If you have GPU access (cloud or local A100-class hardware), VOID gives you production-quality object removal for free. No subscription, no per-minute credits, no watermarks. For studios and freelancers who process high volumes of footage, the economics change when the tool costs compute time instead of SaaS fees. Runway charges $12/month on its Standard plan with annual billing (as of April 2026), with credit-based pricing on top for intensive operations. Commercial alternatives from Pika and Kling AI follow similar models. VOID eliminates the software cost, shifting expense to infrastructure. If you lack GPU access, the 40GB VRAM requirement puts VOID out of reach for casual use. The Colab notebook helps for experimentation, but sustained production work demands dedicated hardware. For occasional object removal, Runway or Descript remain more practical options with lower entry barriers.The Bigger Picture: Streaming Companies Building AI Tools
Netflix joining the open-source AI model space signals a shift. Content companies are transitioning from AI consumers to AI producers.
Netflix follows Disney, which invested in production AI through Industrial Light & Magic, and Amazon, which built AI capabilities across Alexa and AWS. But Netflix went further by publishing a research-grade model that competes head-to-head with funded AI startups.
The pattern matters because these companies control the production pipelines where AI video tools get tested at scale. Netflix processes petabytes of video content. If VOID works on their internal footage, the quality bar reflects real production scenarios, not demo reels.
For the open-source AI video community, VOID fills a gap. Sora from OpenAI handles generation, and HeyGen dominates avatar video, but no open model tackled physics-aware object removal until now. Luma Dream Machine covers style transfer on the creative side. VOID owns the removal-and-reconstruction niche with a model anyone can download and deploy.
Should You Try VOID?
Yes, if:- You work in post-production and need object removal on a regular basis
- You have access to A100-class GPUs (cloud or local)
- You want to experiment with interaction-aware inpainting for VFX pipelines
- You build video editing tools and need an open model to integrate
- You need quick, occasional object removal (use Runway or Descript instead)
- Your GPU has less than 24GB VRAM
- You want a polished UI rather than a CLI pipeline
VOID ships as a research model with a CLI interface, Colab notebook, and Python scripts. No drag-and-drop UI exists yet. Someone will build one. Until then, VOID serves technical users and teams with ML infrastructure.
Getting Started
- Clone the GitHub repo
- Download checkpoints from Hugging Face (voidpass1.safetensors required, voidpass2.safetensors optional)

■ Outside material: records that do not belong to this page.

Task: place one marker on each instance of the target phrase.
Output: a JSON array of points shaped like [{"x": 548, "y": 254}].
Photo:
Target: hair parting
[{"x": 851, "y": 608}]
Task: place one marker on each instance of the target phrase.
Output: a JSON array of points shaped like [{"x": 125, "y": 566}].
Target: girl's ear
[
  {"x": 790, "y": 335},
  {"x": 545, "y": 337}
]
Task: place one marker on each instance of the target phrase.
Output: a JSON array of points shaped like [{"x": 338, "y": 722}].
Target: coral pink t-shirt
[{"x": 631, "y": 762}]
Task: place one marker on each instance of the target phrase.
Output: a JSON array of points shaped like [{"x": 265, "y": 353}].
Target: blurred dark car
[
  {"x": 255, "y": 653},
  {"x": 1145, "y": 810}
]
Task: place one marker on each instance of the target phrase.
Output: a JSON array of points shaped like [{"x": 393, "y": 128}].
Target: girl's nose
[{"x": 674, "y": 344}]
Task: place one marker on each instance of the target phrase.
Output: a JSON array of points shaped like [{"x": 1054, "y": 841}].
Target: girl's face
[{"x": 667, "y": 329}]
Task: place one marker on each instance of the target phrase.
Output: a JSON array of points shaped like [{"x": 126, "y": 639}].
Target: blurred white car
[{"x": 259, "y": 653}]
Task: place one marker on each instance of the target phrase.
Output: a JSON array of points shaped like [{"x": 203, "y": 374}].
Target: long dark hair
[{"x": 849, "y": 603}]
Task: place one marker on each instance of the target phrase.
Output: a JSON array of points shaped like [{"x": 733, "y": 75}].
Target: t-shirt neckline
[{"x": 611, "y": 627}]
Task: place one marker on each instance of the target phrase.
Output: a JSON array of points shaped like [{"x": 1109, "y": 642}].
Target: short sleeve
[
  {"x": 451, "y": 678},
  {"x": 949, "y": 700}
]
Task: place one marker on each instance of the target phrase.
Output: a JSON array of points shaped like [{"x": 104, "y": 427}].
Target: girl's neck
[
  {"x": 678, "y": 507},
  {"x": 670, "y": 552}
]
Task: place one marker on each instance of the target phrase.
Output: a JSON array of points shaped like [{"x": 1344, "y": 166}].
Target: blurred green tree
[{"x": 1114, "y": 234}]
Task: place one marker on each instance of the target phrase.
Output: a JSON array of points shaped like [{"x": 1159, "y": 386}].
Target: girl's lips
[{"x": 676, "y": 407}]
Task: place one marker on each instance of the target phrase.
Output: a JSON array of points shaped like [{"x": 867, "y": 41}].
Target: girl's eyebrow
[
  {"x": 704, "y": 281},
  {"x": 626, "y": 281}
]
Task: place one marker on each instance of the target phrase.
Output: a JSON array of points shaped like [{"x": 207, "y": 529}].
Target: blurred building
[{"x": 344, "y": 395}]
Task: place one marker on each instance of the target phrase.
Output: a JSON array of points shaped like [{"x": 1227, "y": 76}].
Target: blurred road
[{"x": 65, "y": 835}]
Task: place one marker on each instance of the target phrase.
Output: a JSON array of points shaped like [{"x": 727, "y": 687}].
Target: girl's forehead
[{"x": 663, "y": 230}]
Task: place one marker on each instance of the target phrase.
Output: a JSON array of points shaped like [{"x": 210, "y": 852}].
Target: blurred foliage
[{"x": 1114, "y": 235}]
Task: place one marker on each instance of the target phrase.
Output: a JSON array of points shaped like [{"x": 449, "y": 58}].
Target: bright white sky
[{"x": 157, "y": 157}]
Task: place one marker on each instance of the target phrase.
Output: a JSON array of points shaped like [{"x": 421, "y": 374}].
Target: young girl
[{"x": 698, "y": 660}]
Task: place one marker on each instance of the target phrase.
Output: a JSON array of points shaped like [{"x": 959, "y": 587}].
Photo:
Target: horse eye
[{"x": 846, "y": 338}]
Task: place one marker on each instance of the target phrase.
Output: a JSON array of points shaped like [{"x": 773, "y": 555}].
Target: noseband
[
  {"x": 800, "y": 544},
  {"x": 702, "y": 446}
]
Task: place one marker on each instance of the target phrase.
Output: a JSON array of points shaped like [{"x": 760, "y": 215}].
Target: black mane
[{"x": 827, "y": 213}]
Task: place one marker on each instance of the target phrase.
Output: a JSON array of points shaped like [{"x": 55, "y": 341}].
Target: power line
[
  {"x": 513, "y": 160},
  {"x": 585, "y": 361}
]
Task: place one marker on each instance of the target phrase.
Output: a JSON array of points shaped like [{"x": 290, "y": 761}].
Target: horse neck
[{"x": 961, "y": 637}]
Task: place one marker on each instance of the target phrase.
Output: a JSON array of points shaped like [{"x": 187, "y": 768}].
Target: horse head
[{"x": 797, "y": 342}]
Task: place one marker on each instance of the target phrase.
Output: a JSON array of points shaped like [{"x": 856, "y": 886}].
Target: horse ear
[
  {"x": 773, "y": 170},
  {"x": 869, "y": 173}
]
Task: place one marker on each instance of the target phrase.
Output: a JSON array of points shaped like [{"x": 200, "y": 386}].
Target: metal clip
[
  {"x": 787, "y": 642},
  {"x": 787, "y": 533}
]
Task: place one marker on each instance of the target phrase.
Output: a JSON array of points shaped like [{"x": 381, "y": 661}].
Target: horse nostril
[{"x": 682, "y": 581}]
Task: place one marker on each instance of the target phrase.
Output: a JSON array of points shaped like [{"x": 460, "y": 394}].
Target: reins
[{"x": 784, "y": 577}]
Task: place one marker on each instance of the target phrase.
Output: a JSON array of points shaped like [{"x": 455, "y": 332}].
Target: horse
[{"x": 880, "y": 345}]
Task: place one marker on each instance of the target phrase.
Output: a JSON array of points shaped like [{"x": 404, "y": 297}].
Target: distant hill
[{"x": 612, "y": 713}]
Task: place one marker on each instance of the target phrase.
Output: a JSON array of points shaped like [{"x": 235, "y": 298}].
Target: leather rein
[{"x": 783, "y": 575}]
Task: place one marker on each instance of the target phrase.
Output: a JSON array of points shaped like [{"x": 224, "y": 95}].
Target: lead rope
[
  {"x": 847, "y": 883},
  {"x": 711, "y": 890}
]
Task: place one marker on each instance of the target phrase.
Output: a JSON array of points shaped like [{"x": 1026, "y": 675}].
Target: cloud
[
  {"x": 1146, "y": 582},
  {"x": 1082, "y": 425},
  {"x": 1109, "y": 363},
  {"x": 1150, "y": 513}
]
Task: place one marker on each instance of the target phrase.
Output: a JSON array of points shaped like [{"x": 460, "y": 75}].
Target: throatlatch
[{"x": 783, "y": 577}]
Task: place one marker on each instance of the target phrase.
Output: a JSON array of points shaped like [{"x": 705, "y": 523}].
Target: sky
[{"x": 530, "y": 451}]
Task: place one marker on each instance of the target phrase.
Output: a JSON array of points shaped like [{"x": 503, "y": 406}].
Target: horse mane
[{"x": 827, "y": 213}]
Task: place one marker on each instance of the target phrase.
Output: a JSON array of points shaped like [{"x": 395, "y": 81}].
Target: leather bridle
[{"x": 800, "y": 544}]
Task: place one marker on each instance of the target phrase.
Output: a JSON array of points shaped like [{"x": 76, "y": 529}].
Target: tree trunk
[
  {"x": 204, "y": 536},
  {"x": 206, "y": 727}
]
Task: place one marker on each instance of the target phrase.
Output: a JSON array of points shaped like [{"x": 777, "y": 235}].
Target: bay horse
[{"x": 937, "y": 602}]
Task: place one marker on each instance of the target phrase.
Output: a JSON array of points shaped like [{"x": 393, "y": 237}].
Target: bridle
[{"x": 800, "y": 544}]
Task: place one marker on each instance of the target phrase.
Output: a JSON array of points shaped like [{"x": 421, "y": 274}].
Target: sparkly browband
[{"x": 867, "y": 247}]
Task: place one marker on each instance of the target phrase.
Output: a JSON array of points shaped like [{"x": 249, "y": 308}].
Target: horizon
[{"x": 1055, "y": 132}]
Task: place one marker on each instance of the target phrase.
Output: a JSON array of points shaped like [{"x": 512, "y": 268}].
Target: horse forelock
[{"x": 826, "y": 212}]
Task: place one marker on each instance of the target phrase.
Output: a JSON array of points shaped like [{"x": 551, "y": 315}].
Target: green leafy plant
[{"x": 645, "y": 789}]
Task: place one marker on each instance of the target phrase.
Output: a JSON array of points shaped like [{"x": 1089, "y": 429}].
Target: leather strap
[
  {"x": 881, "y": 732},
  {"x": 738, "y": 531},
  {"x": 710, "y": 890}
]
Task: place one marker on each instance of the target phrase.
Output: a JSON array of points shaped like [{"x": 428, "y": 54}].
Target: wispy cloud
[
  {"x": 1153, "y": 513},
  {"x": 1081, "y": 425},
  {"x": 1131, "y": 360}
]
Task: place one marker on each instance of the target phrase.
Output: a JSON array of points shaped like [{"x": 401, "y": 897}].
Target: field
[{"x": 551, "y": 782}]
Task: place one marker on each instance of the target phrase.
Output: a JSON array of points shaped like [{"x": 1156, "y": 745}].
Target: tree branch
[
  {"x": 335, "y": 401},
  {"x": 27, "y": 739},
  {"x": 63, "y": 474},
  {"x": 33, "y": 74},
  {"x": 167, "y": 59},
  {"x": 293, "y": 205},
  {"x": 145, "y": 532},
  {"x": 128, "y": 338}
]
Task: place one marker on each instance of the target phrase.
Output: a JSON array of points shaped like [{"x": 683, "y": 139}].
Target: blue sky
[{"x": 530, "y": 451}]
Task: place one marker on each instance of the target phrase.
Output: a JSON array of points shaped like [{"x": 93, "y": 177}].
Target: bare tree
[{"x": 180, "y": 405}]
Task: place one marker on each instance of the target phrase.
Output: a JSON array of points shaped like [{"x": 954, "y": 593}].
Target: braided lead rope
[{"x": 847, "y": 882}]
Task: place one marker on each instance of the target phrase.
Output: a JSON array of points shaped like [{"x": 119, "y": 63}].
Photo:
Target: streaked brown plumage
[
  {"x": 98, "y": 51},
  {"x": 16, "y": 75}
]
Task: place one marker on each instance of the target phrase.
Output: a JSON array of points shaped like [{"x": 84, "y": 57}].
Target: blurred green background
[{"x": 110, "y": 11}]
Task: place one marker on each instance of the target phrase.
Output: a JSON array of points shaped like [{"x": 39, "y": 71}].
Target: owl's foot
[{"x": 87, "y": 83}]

- Install requirements and the base CogVideoX model
- Set up SAM2 and a Gemini API key for mask generation
- Run the included sample videos to verify your setup
- Process your own footage using the mask generation pipeline
The Colab notebook at notebook.ipynb handles steps 1 through 5 in a single click.
The Bottom Line
Netflix shipped a video object removal model that beat Runway in human preference tests by a factor of 3.5x, then gave it away for free. VOID handles the hard problem that other tools avoid: modeling what happens to a scene after you delete something from it.
The 40GB VRAM requirement limits who can run it today. But quantized forks tend to appear within weeks of a major release, and hosted demos often follow within a month. Within months, VOID's physics-aware inpainting could become accessible to any creator with a mid-range GPU.
For now, VOID represents the most capable open-weight video inpainting model available. If you edit video for a living, download it and run the sample notebook this weekend.